Description
With a mintage of just 600 sets, this four piece set of pure gold coins is highly collectible as well as being an attractive representation of Canada’s most recognized symbol, the Maple Leaf. The four coins have nominal face values of $50, $10, $5 and $1, with corresponding pure gold weights of 1, ¼ and 1/10 and 1/20 ounce. The image of all four coins features Canadian artist Claudio D’Angelo’s depiction of two overlapping sugar maple leaves on their stems. Rendered in lovely detail by Royal Canadian Mint engravers, the two stylized leaves bend gracefully on their long stems. The four coins appropriately come displayed in a Canadian maple wood case.
This is the second set in a series. The first set sold out quickly from the Mint, and the first 90% of the mintage for this set was sold almost immediately.
The leaves of the sugar maple have symbolized Canada and Canadians for nearly three hundred years. Traceable to a time when immigrants to Canada wore lapel pins to identify their homelands, the maple leaf soon took its place alongside the English rose, the Scottish thistle, the Irish shamrock, and the French fleur-de-lis as a symbol of pride for native-born Canadians.

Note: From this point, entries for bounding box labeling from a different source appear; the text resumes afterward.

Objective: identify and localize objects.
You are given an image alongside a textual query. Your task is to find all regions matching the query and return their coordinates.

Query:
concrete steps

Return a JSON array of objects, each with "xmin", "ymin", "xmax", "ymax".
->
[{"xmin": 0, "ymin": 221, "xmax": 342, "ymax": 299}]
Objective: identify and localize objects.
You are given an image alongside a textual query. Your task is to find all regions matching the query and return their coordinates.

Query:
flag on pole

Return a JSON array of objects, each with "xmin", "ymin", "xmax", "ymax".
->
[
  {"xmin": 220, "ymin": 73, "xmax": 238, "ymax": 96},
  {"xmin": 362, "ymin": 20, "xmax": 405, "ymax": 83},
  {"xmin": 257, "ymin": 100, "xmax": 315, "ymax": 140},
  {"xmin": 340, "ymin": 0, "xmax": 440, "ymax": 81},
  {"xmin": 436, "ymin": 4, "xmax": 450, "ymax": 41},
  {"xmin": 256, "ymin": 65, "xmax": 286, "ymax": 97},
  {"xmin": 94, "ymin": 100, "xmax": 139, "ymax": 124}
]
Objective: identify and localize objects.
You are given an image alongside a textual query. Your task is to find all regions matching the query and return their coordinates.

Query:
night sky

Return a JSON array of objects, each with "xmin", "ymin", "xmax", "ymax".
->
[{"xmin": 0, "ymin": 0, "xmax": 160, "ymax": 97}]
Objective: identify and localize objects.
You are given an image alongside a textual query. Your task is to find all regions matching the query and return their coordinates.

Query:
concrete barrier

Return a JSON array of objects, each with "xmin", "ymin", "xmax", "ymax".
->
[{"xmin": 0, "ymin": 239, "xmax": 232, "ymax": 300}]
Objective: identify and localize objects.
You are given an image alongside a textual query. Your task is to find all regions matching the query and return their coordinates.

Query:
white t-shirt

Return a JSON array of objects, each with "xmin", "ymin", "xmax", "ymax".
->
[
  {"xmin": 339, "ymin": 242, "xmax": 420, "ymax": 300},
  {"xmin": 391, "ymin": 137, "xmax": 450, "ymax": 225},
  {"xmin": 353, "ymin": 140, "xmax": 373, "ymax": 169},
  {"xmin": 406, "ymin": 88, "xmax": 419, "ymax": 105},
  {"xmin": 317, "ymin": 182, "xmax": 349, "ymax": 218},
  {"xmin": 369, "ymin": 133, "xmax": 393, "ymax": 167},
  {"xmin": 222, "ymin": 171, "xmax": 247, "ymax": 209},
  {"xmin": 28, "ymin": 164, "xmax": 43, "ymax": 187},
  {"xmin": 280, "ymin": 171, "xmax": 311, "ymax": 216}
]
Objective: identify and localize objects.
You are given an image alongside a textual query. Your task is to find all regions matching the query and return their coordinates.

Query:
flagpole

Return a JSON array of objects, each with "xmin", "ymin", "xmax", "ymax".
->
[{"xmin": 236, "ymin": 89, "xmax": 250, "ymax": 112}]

Today, a representation of the sugar maple’s five-lobed leaf sits at the very centre of the country’s most important national marker: the Canadian flag. The idea of including the sugar maple leaf on Canada’s flag took root with Lester B. Pearson in World War I, when he noted that every Canadian battalion had included some form of the maple leaf in its insignia. Under his leadership as Prime Minister of Canada fifty years later, in 1964, Canada’s famous red-and-white maple leaf flag was born.